-
MOR106 was generally well
tolerated in atopic dermatitis (AD) patients
-
83% of patients (5 out of 6) at
the highest dose reached at least 50% improvement per the atopic
dermatitis area and severity index (EASI-50) at week 4
-
Pooled data across dose cohorts
showed 72% improvement of AD symptoms at week 12 compared to
baseline in patients treated with MOR106
-
Phase 2 development of MOR106
planned to be initiated in first half of 2018
Mechelen, Belgium
and Planegg/Munich, Germany; 17 February 2018; 10.00
CET -Galapagos NV (Euronext & NASDAQ: GLPG) and MorphoSys
AG (FSE: MOR; Prime Standard Segment, TecDAX; OTC: MPSYY) announced
the presentation of more detailed results of the Phase 1 study with
the investigational IL-17C antibody MOR106 in AD patients at the
American Academy of Dermatology (AAD) Annual Meeting 2018 in San
Diego, CA, USA, held from 16-20 February. Initial study data were
reported in September 2017. In the study, MOR106 showed first signs
of activity and durable responses and was generally well tolerated
in AD patients.
Professor Diamant Thaçi MD,
Director of the Institute for Inflammation Medicine at the
University Clinic Schleswig-Holstein Campus Luebeck and Independent
Advisor for the study, presented results of the randomized,
double-blind, placebo-controlled Phase 1 trial, evaluating single
ascending doses (SAD) of MOR106 in healthy volunteers, and multiple
ascending doses (MAD) in patients with moderate-to-severe AD in the
late breaking abstracts session at AAD 2018. In the MAD part, 25
patients received four infusions once weekly of either MOR106 (at
the doses of 1, 3, and 10 mg/kg body weight, respectively) or
placebo in a 3:1 ratio. Patients were followed for 10 weeks after
the end of the treatment period.
"Moderate-to-severe AD is a
chronic, debilitating disease affecting millions of patients
worldwide with a clear unmet medical need for safe and efficacious
treatments," said Professor Diamant Thaçi MD. "Both the first signs
of clinical activity and the sustained response lasting up to two
months after treatment discontinuation support further clinical
development of MOR106."
In the MAD part in AD patients
reported at AAD 2018, all adverse drug reactions observed were
mild-to-moderate and transient in nature. No serious adverse events
(SAEs) and no infusion-related reactions were recorded. MOR106
exhibited a favorable pharmacokinetics profile with dose-dependent
exposure.
At the highest dose level of
MOR106 (10mg/kg body weight), in 83% of patients (5 out of 6) an
improvement of at least 50% in signs and extent of AD, as measured
by EASI-50, was recorded at week 4. The onset of activity occurred
within two to four weeks, depending on the dose administered.
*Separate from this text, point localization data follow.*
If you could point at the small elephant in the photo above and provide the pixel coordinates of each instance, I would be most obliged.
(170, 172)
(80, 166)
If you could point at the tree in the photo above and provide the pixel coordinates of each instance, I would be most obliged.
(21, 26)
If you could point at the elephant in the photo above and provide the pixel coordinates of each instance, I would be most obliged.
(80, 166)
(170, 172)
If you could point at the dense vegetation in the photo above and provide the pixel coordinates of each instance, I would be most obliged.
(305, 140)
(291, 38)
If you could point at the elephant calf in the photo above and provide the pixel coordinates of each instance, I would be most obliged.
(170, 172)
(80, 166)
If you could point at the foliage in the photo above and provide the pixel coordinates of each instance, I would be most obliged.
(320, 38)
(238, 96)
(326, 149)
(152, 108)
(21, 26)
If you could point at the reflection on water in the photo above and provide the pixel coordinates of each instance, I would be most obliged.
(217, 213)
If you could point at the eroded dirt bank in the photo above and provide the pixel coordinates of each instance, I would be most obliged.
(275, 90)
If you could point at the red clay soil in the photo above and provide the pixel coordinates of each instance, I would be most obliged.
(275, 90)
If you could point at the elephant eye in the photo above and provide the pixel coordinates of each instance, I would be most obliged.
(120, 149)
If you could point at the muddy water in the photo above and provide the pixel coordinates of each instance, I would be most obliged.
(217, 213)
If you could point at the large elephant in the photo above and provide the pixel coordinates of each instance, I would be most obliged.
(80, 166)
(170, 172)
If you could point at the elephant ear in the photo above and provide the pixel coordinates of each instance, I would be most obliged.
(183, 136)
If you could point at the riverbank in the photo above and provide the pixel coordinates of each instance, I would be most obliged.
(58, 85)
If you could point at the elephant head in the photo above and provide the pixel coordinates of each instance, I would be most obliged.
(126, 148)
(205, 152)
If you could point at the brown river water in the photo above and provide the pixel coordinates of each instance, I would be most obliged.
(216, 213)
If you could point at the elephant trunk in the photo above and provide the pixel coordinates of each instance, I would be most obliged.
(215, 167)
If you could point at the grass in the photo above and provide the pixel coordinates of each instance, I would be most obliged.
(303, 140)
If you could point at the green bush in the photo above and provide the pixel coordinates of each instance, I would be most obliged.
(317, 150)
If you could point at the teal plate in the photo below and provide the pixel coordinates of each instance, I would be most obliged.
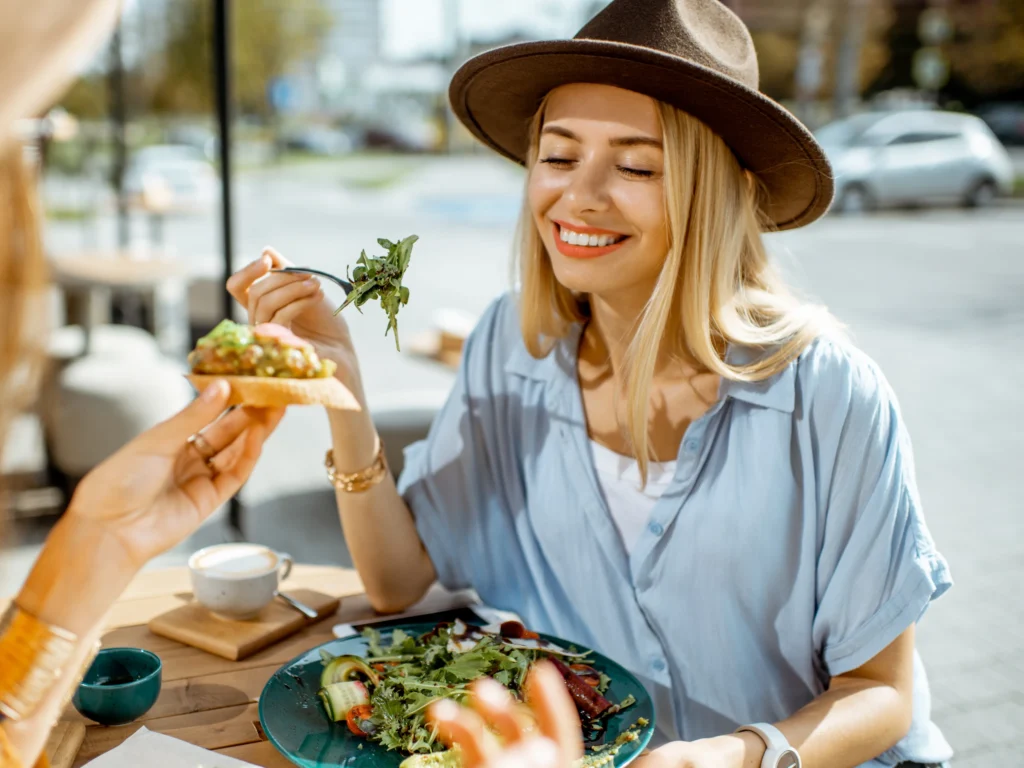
(294, 720)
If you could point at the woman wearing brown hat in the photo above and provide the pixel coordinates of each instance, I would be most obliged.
(652, 446)
(141, 501)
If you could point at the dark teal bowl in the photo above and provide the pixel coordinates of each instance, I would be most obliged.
(121, 686)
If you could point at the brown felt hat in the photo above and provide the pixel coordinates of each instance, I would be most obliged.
(694, 54)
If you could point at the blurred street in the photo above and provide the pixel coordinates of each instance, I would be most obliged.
(934, 296)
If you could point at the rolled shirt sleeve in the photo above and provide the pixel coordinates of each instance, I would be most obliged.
(878, 568)
(449, 479)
Pooled data across dose cohorts
showed that patients treated with MOR106 achieved an EASI
improvement compared to baseline of 58%, 62%, 72%, and 64% at week
4, 8, 12, and 14, respectively. For patients receiving placebo, the
EASI improvement was 32%, 40%, 38%, and 50%.
MOR106 was generated using
MorphoSys' Ylanthia antibody platform and is based on a target
discovered by Galapagos. IL-17C is a cytokine which has been
related to dermal inflammation and has been shown to be distinct
from other members of the IL-17 cytokine family. MOR106 is the
first publically known human monoclonal antibody against IL-17C in
clinical development worldwide. MOR106 is an investigational drug
and its safety and efficacy are yet to be established.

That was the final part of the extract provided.